Πέμπτη 24 Δεκεμβρίου 2015

Outer ear canal sound pressure and bone vibration measurement in SSD and CHL patients using a transcutaneous bone conduction instrument

Publication date: Available online 23 December 2015
Source:Hearing Research
Author(s): Mohammad Ghoncheh, Giorgio Lilli, Thomas Lenarz, Hannes Maier
The intraoperative and postoperative objective functional assessment of transcutaneous bone conduction implants is still a challenge. Here we compared intraoperative Laser-Doppler-vibrometry (LDV, Polytec Inc.) to measure vibration of the bone close to the implant to Outer Ear Canal Sound Pressure Level (OEC-SPL) measurements. Twelve single sided deafness (SSD) patients with contralateral intact ossicular chains and eight bilateral conductive hearing loss (CHL) patients were included in the study.
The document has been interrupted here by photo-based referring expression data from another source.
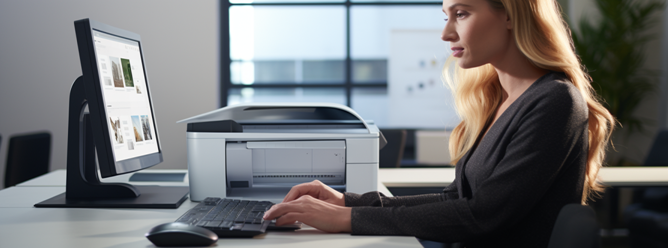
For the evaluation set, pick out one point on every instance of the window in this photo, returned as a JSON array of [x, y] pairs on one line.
[[343, 52]]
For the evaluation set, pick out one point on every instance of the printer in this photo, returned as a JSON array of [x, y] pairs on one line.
[[261, 150]]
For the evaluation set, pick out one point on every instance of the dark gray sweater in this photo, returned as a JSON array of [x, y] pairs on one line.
[[509, 189]]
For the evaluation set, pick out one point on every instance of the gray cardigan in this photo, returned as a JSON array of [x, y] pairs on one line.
[[509, 189]]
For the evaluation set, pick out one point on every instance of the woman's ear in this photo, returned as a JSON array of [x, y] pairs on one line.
[[509, 24]]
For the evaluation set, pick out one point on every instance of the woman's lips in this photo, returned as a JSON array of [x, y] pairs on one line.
[[457, 51]]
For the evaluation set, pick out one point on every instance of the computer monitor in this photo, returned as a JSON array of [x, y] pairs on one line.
[[111, 124]]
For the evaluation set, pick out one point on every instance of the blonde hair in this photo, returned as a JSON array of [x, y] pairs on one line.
[[544, 38]]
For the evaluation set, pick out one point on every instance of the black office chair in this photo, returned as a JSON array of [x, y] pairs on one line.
[[393, 152], [576, 227], [647, 220], [28, 156]]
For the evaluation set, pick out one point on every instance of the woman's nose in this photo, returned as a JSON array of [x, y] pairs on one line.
[[448, 33]]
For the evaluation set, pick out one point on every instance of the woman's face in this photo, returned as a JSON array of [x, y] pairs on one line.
[[478, 34]]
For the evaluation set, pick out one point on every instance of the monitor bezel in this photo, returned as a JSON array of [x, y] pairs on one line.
[[108, 165]]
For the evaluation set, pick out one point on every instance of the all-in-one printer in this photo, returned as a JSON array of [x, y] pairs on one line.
[[261, 150]]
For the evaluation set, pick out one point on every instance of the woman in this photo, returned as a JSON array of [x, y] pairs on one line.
[[531, 140]]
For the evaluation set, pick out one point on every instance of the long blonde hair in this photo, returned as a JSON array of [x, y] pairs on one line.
[[544, 38]]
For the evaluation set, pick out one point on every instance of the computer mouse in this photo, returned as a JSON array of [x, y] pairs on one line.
[[181, 234]]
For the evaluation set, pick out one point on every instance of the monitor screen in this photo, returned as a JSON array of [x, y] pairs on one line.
[[124, 95]]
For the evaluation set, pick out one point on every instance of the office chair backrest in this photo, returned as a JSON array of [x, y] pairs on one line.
[[658, 154], [393, 152], [576, 227], [28, 157]]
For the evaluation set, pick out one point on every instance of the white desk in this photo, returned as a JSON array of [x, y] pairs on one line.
[[22, 225], [441, 177]]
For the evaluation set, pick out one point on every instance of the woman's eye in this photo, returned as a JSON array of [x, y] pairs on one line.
[[462, 14]]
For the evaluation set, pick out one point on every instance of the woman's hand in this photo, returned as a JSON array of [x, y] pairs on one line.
[[317, 190], [313, 212]]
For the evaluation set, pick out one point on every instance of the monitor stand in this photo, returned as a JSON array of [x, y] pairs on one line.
[[84, 188]]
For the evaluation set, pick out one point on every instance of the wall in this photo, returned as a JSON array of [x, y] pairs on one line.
[[636, 147], [39, 61]]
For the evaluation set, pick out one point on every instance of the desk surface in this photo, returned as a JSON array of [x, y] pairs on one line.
[[441, 177], [22, 225]]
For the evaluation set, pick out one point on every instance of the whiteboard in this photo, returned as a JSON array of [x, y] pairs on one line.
[[418, 97]]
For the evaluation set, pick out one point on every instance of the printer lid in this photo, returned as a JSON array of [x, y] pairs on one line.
[[282, 113]]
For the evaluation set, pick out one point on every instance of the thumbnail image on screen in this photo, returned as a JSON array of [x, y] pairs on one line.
[[127, 105]]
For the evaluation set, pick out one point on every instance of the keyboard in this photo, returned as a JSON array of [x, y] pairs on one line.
[[231, 217]]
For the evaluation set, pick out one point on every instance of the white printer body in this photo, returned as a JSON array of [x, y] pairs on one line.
[[261, 150]]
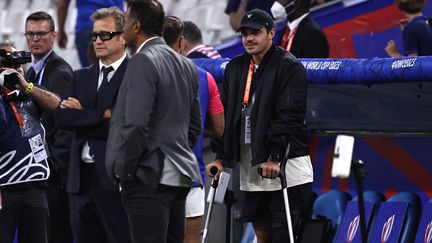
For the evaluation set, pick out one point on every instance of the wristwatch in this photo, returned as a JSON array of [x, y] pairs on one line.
[[274, 157]]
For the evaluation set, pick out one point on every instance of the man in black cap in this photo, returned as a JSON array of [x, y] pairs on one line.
[[265, 104]]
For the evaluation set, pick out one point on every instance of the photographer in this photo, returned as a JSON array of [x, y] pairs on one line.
[[23, 153], [53, 73]]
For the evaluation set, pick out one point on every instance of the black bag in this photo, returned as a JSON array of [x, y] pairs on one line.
[[315, 231]]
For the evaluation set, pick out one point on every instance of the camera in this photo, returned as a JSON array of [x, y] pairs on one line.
[[12, 60]]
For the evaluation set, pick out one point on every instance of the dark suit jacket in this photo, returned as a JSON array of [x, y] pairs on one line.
[[309, 40], [157, 110], [88, 123], [57, 78], [278, 112]]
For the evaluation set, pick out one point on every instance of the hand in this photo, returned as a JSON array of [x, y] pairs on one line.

SSD patients had a minor average air-bone-gap (ABG) of 0.4 ± 0.4 dB (0.5, 1, 2, 4 kHz mean value (MV) ± standard deviation (SD)) on the contralateral side where a normal transmission between cochlea and the tympanic membrane can be assumed. CHL patients had an impaired middle ear transmission with a mean ABG of 46.0 ± 7.9 dB (MV±SD). Vibration and OEC-SPL responses could reliably be recorded with a minimal signal-to-noise ratio of at least 12 dB.Average OEC-SPL on the contralateral side and intraoperative vibration measurements were strongly correlated in SSD (r2=0.75) and CHL (r2=0.86) patients. The correlation in individual results between OEC-SPL and vibration measurements was weak, indicating some underlying inter-individual variability. The high correlation of average responses showed that OEC-SPL are closely linked to bone vibration, although both cannot be equivalently used for intraoperative testing due to the high variability in individual results. On the other hand, OEC-SPL provides an easy and affordable measurement tool to monitor stability and functionality postoperatively using individual reference measurements.We observed no significant differences (t-test, p<0.05) by comparing results from contralateral OEC-SPL in twelve SSD and eight CHL patients at frequencies between 0.5 and 8 kHz. This implies that the part of the measured sound pressure in the ear canal originating from the cochlea and emitted by the tympanic is not dominant and OEC-SPL is mainly due to vibration of the external ear-canal walls as the only other pathway of BC sound to reach the ear canal. In addition, the transcranial attenuation (contralateral outer ear canal sound pressure divided by ipsilateral) was compared to previous studies measuring vibration by LDV and accelerometer. The trend in the average transcranial attenuation in patients was similar to previous studies measuring the OEC-SPL with less than 5 dB difference.